И если ты хочешь знать, Ксения, с тех пор я рыдаю. Я смеюсь, радуюсь, езжу на соколиную охоту, хожу на медведя, осуществляю великие замыслы, завоевываю Московию и провозглашаю себя императором, но внутри, в душе, я рыдаю. С тех пор я сирота. С тех пор я сирота-сиротинушка. Ты хохочешь? Ты спишь. Я сам произношу это с хохотом, про себя, потому что как иначе это можно произнести? Но с тех пор я сирота-сиротинушка, один-одинешенек на чуждом и злобном свете.

Мы долго его теребили, все надеялись разбудить. Я никогда не думал, что он такой большой и тяжелый. Его голова лежала на Парацельсе, правая рука на столешнице, левая вниз свесилась, почти до самого пола. Они были все теперь сами по себе: и голова, и обе руки: три отдельные тяжести, отдельные неподъемности. Эрик пробовал правую руку поднять, я левую положить на стол, непонятно зачем. Голова его окончательно сделалась земным шаром, навсегда сделалась сферой небесной. Мне хотелось в алмазы его глаз заглянуть еще хоть однажды; глаза уже стали стеклянными. Вошли слуги; мы убежали в парк. Мы смотрели на кувшинки, на темную воду во рву; мы оба понимали, что в последний раз сидим на этой насыпи, под этими башнями. Оба же понимали мы, что в замке нам оставаться не следует: кто знает, что могут учинить над нами без Симона таинственные важные люди?

Мы разъехались с Эриком в разные стороны, хоть он и обещал прийти мне на помощь в отчаянную минуту.

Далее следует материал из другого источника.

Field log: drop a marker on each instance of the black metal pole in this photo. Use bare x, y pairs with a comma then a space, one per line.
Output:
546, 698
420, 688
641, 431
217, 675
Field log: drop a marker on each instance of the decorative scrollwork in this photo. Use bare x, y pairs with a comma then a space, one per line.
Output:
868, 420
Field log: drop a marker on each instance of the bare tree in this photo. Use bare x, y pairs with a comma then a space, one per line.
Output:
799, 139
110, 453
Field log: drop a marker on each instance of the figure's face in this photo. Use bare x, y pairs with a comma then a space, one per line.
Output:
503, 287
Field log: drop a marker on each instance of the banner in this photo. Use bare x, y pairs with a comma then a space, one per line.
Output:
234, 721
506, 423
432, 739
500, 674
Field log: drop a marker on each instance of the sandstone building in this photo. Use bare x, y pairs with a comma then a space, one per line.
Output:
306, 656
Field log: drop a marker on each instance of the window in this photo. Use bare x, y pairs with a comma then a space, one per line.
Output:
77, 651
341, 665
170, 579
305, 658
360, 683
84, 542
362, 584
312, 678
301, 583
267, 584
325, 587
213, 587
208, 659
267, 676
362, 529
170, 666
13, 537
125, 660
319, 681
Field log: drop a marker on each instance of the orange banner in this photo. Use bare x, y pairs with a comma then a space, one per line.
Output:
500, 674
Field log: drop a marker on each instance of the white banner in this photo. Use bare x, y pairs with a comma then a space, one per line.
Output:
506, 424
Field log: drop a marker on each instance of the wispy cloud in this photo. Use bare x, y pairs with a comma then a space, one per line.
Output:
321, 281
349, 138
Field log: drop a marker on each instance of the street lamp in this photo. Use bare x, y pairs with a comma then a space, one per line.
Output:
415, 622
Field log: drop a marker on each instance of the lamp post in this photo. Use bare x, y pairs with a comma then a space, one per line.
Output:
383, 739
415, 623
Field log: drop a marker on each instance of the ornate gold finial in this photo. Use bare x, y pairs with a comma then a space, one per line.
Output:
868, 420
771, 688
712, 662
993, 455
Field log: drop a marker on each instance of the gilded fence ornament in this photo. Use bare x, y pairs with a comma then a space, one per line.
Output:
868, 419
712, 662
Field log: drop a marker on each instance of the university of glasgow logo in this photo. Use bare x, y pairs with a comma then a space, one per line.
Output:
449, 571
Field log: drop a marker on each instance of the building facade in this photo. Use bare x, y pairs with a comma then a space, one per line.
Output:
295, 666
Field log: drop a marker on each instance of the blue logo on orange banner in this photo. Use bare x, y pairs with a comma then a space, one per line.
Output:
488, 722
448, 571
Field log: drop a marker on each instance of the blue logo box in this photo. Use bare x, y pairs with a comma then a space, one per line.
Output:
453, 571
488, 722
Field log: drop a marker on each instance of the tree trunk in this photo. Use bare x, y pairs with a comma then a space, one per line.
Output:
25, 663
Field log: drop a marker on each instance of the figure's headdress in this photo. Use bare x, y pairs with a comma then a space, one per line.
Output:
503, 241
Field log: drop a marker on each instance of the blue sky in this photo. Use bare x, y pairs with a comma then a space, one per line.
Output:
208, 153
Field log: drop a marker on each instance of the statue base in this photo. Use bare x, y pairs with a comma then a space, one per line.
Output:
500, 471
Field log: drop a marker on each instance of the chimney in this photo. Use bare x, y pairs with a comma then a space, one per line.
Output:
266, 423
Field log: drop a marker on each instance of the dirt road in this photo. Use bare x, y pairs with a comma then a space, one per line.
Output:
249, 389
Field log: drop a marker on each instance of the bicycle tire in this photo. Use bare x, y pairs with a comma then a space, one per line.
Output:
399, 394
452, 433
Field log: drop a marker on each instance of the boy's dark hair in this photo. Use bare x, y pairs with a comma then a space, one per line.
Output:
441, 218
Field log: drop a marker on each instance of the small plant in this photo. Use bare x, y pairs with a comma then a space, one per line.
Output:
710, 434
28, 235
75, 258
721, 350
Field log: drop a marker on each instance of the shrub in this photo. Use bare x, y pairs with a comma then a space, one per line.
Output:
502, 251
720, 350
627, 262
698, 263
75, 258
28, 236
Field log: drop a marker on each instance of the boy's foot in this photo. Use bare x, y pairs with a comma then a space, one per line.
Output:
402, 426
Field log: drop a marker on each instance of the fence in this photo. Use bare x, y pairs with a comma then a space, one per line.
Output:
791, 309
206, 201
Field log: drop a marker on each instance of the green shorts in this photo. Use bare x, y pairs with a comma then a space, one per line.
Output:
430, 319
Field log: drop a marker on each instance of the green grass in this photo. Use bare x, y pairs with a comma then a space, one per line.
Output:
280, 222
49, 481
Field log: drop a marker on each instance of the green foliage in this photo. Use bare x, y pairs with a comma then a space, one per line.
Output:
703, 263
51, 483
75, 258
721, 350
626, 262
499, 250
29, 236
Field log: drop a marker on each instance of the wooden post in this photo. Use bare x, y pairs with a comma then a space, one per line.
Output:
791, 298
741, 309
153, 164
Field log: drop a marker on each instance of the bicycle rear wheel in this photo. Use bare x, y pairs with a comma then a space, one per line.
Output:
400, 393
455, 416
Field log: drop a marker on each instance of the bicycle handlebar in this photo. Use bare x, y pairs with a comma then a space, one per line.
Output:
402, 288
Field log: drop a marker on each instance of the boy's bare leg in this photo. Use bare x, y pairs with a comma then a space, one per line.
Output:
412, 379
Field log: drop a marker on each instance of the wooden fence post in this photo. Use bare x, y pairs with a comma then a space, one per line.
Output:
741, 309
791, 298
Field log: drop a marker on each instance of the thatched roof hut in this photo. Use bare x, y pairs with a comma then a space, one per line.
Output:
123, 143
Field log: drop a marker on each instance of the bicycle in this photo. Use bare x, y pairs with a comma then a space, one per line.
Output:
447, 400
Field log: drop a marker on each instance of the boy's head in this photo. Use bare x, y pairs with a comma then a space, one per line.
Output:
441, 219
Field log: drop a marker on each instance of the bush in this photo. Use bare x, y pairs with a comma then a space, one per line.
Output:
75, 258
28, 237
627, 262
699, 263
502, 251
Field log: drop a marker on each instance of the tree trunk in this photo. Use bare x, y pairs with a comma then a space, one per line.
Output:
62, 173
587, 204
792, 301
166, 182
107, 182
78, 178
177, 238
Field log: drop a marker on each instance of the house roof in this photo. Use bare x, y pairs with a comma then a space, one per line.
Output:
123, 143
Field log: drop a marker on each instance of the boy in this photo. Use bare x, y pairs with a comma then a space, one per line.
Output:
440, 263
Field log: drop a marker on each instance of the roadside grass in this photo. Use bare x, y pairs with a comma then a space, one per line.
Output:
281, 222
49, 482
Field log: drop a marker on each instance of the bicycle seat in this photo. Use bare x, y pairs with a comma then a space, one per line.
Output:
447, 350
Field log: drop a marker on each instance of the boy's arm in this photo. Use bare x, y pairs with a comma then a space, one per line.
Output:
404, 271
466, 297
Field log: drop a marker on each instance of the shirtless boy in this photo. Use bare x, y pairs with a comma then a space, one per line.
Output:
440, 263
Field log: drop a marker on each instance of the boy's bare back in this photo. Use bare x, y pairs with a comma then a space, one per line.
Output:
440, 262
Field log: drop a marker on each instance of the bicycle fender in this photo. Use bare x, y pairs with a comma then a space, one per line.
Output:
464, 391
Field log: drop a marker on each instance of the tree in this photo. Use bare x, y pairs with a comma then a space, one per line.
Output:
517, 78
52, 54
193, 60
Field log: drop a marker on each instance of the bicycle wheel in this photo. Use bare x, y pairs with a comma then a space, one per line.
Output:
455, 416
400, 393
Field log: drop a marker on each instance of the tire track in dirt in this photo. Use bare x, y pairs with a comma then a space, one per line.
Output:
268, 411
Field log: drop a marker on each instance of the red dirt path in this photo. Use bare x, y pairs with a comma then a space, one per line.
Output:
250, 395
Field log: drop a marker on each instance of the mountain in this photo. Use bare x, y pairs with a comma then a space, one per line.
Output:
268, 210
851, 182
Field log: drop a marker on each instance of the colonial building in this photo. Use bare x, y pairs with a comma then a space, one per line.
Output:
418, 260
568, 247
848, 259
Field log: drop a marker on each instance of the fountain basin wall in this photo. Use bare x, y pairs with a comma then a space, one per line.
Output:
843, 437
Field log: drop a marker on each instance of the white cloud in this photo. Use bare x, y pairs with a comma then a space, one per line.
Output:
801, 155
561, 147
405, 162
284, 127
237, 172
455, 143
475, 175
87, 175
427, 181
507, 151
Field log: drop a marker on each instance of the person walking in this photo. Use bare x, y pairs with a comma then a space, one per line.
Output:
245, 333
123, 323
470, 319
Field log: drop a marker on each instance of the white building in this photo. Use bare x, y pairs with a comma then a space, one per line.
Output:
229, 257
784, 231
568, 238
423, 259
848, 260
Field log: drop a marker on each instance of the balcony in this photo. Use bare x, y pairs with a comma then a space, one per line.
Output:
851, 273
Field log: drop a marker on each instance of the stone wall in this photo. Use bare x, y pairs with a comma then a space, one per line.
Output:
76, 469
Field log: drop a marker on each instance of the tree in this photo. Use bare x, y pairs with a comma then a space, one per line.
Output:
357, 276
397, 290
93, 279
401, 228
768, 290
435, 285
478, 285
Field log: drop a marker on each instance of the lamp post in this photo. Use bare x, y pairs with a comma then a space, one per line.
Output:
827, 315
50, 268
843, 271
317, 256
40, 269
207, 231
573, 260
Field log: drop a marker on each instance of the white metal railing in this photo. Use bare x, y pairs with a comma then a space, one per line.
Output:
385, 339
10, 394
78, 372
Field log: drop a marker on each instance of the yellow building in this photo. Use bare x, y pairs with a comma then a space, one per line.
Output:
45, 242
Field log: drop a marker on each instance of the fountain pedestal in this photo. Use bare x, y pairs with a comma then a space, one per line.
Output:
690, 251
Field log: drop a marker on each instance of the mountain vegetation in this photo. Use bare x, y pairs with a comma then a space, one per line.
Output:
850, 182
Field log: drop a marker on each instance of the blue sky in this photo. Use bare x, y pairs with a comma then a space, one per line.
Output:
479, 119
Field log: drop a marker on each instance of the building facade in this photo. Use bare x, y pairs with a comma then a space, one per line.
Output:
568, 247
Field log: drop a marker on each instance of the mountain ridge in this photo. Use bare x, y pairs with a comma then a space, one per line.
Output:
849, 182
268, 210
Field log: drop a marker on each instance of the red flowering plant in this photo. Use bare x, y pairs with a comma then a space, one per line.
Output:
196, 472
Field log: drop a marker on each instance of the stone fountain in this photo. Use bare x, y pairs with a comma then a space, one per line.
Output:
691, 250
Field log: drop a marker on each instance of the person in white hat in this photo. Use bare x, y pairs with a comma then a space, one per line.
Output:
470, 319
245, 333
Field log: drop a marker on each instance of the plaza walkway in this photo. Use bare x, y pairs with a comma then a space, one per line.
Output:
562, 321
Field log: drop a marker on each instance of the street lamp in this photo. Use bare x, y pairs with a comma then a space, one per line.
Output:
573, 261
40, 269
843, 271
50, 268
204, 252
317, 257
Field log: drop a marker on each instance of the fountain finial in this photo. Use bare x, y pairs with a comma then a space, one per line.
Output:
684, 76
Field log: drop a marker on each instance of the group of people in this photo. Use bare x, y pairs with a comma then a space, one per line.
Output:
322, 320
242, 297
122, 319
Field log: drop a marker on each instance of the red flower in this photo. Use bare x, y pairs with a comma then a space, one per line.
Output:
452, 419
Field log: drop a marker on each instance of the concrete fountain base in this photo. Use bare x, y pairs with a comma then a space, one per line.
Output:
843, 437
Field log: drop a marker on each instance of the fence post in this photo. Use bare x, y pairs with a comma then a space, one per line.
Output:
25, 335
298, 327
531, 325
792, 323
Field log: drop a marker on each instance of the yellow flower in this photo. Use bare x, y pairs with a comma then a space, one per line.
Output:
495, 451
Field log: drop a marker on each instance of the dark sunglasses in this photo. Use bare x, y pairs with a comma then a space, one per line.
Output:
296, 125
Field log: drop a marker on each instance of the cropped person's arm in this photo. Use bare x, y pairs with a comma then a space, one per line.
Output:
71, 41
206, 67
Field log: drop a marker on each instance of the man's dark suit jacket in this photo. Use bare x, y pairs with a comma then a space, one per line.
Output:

Эрик, не будь дурак, выбрал обыкновенную жизнь, тяготы, но и отрады простого существования, просто существования: уехал, иными словами, к своей бабушке Карин Монсдот-тер, героине финского народа, шведской помещице; и почему-то я думал, что в самом и самом крайнем случае я тоже мог бы туда убежать. Мне не суждено было туда убежать, и шведов, как тебе отлично известно, призвал на Русь Шуйский, мой злейший враг, когда со мной уже было покончено. Я в совсем другую сторону убежал, к запорожцам, в их буйные курени, как очень правильно написал твой любимый поэт, моя спящая Ксения, много вздорного обо мне сочинивший, не совравший хоть в этом (что он и сам теперь признает, встречаясь со мной в райских кущах, созерцая свои вечные ногти, валя вину на Михалыча… спи крепче, спи глубже), и да, научился владеть саблей, тут тоже был прав А. С. П.: саблей — но не конем, просто потому что владеть конем мне учиться уже было не нужно, я таким был наездником, так лихо объезжал аргамаков, что запорожцы только покрякивали, да усы покручивали, да чубами, да чубуками трясли, да любо! кричали; потом, переодевшись монахом, пробрался в Московию, постранствовал по монастырям, чтоб хоть краешком глаза взглянуть на ту землю, которую предстояло мне отвоевывать у твоего батюшки, застал ее разоренной, увидел брошенные деревни, увидел толпы голодных, бредущих по Муравскому шляху в надежде, что их накормят в столице, умирающих по дороге, увидел трупы, обглоданные волками, увидел полумертвых, обирающих мертвых, увидел, своими глазами, в большом котле вареную человечину, увидел еще и еще страшные вещи, Ксения, о которых тебе даже спящей рассказывать не хочу, вдруг ты сквозь сон их услышишь, чуть сам не умер от голода, чуть не угодил к лихим людям, разбойничкам Хлопка-Косолапа, с которым, впрочем, мы бы, полагаю, поладили; наконец снова выбрался на волю, в Литву, сперва в Киев, где князь Острожский мне не поверил, чтобы поверить после, затем на Волынь в Гощу, к родным арианам, наконец в Брагин к Адаму Вишневецкому, откуда и началось мое волшебное восхождение.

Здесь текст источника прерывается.